ProjectEuler Problem 45: Triangular, pentagonal, and hexagonal
Apr 7, 2014
Problem 45: Triangular, pentagonal, and hexagonal #
Triangle, pentagonal, and hexagonal numbers are generated by the following formulae:
Triangle Tn=n(n+1)/2 1, 3, 6, 10, 15, … Pentagonal Pn=n(3n−1)/2 1, 5, 12, 22, 35, … Hexagonal Hn=n(2n−1) 1, 6, 15, 28, 45, … It can be verified that T285 = P165 = H143 = 40755.

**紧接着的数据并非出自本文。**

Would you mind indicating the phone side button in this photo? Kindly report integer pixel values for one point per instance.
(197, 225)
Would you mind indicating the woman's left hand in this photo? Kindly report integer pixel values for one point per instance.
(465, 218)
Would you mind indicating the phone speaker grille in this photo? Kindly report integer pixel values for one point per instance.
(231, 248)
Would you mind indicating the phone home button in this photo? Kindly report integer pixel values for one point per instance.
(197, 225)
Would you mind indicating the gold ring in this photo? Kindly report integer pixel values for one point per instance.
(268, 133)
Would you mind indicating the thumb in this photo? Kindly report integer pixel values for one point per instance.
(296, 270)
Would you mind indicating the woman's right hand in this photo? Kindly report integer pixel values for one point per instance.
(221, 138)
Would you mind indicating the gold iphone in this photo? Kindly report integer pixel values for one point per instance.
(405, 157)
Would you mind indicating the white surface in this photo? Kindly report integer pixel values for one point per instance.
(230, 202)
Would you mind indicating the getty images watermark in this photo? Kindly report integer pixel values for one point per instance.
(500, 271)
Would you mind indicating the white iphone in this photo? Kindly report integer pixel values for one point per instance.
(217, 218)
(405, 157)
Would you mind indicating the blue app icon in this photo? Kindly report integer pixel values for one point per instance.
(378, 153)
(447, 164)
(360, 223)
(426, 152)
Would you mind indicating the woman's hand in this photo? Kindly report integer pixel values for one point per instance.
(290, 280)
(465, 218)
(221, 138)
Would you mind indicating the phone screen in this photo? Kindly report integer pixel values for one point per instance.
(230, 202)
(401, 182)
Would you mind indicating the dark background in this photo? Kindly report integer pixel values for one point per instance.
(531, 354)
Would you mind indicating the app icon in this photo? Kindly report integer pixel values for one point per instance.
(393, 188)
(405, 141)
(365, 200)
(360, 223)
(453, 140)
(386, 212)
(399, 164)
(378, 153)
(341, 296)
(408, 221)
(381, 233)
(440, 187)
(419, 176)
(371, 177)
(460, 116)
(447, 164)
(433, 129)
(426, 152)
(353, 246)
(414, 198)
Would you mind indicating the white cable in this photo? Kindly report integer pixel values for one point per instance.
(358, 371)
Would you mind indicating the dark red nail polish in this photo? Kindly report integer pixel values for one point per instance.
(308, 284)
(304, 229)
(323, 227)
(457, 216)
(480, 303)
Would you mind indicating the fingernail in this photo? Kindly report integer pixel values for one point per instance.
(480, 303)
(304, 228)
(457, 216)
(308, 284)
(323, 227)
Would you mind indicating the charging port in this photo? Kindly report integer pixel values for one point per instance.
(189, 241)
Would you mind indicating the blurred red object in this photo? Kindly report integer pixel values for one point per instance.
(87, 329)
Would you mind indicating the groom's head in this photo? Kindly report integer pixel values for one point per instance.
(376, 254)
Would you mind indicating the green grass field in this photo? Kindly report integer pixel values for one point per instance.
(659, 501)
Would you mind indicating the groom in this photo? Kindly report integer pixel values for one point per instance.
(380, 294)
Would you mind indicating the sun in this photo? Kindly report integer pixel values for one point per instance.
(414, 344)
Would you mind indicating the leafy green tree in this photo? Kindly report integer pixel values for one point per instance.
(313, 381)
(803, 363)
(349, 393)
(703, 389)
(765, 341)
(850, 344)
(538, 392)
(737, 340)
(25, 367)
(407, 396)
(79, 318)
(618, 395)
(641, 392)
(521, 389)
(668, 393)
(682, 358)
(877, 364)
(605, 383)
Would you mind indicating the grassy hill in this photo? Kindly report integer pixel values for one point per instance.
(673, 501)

Find the next triangle number that is also pentagonal and hexagonal.
分析 #
一个数既是三角形数,又是五边形数,同时又是六边形数。
思路:利用求根公式。
- 三角形数: y = n(n+1)/2,则 n = [sqrt(8y+1) – 1] / 2
- 五边形数: y = n(3n-1)/2,则 n =[sqrt(24y+1) + 1] / 6
- 六边形数: y = n(2n-1), 则 n= [sqrt(8y+1) + 1] / 4
由于Tn、Pn、Hn中Hn 变化最快。 所以从n=143 +1 开始,求出对应的y = Hn。然后将y带入其它两个公式的求根,如果根是整数,则表明y也是对应的类型的数(三角形数或五边形数)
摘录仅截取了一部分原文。